Market Monetarism – the new saving idea in central banking? Market Monetarism is a school of macroeconomic thought that advocates that central banks target the level of nominal income (i.e. nominal GDP) instead of inflation, unemployment, or other measures of economic activity. In contrast to traditional monetarists, market monetarists do not believe monetary aggregates (money supply) and/or commodity prices such as gold are the optimal guide to intervention.
As a way of reminder, the Fed today has a dual mandate, to achieve price stability and maximum employment. Hence they often target inflation and unemployment data points. The other big central bank, the ECB, has only one mandate, and that is, price stability. Hence the ECB primarily looks at inflation rates only, as their key data point in making their monetary policy decisions.

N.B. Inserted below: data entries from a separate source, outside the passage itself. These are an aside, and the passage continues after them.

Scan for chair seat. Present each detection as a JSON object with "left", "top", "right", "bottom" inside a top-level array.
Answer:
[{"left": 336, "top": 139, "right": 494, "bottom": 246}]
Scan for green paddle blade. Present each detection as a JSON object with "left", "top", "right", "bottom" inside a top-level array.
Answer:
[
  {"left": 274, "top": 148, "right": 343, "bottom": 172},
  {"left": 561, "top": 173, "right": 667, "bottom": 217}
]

One of the chief proponents of Market Monetarism is Scott Sumner. He is an economist who teaches at Bentley University in Waltham, Massachusetts. His economics blog, The Money Illusion, popularized the idea of nominal GDP targeting, which says that the Fed should target nominal GDP to better “induce the correct level of business investment.” In May 2012, Chicago Fed President Charles L. Evans became the first sitting member of the Federal Open Market Committee (FOMC) to endorse the idea.
Does Market Monetarism make sense? I suppose a bit. Nominal GDP includes the productive capacity of employment, without inflation. Hence potentially satisfying the Fed’s dual mandate. However, not all GDP is the same. GDP over the last 30 years has risen in excess of 70%, but for the median family it is virtually zero. So just how will targeting GDP for central bank policy help the median family? This is the more fundamental problem, as current central bank policy is never about helping the man in the street.

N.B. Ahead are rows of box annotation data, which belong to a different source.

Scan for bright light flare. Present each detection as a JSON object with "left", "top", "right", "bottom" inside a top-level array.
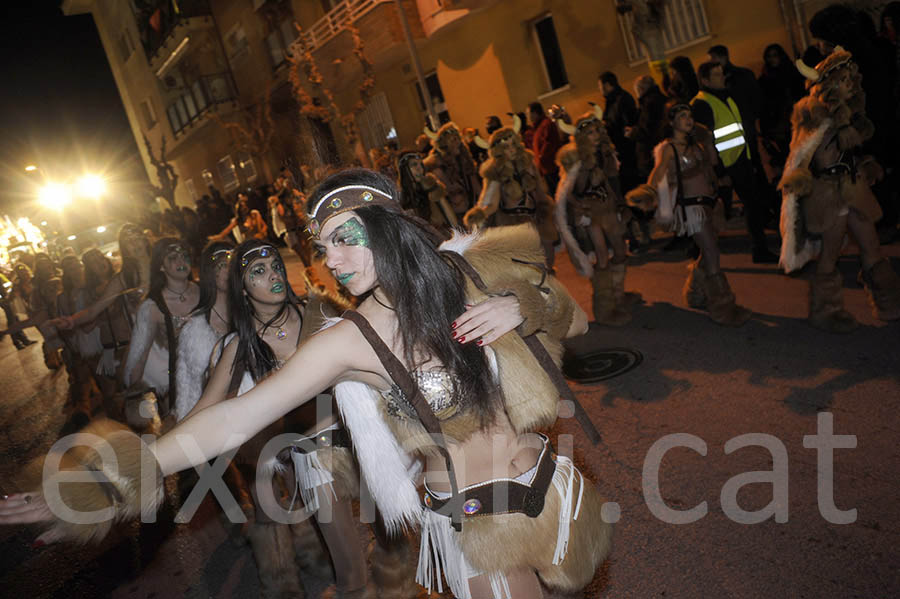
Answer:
[
  {"left": 40, "top": 183, "right": 72, "bottom": 210},
  {"left": 78, "top": 175, "right": 106, "bottom": 198}
]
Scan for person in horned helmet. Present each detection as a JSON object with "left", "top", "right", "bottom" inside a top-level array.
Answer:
[
  {"left": 626, "top": 103, "right": 750, "bottom": 326},
  {"left": 463, "top": 116, "right": 556, "bottom": 268},
  {"left": 554, "top": 105, "right": 639, "bottom": 326},
  {"left": 422, "top": 123, "right": 481, "bottom": 221},
  {"left": 779, "top": 47, "right": 900, "bottom": 333}
]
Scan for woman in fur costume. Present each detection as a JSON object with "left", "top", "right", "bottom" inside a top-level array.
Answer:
[
  {"left": 627, "top": 104, "right": 750, "bottom": 326},
  {"left": 397, "top": 151, "right": 458, "bottom": 230},
  {"left": 0, "top": 170, "right": 611, "bottom": 599},
  {"left": 123, "top": 237, "right": 200, "bottom": 417},
  {"left": 555, "top": 111, "right": 639, "bottom": 326},
  {"left": 175, "top": 241, "right": 234, "bottom": 420},
  {"left": 423, "top": 123, "right": 481, "bottom": 222},
  {"left": 188, "top": 240, "right": 366, "bottom": 597},
  {"left": 780, "top": 47, "right": 900, "bottom": 333},
  {"left": 464, "top": 128, "right": 556, "bottom": 268}
]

Finally, this idea that some central planner can fine tune the economy better than natural market forces, has always baffled me. These central planners think they can smooth out business cycles for the benefit of people. Many of these data points that central banks look at, tend to be lagging. This lagging effect can cause policy mis-steps. Hence the supposed beneficial fine tuning, can actually cause the very business cycles that they were trying to prevent in the first place.
I am not persuaded by the Market Monetarism ideas. I still feel that the Monetarist ideas are still the best at providing the better longer term economic stability, with a defined predictable central bank policy. We can just reduce the Fed policy to an Excel spreadsheet: “money supply + 2%.” Regardless of your views on Market Monetarism, if the Fed is moving toward this ideology, we are going to have to watch even more closely GDP data points in the future.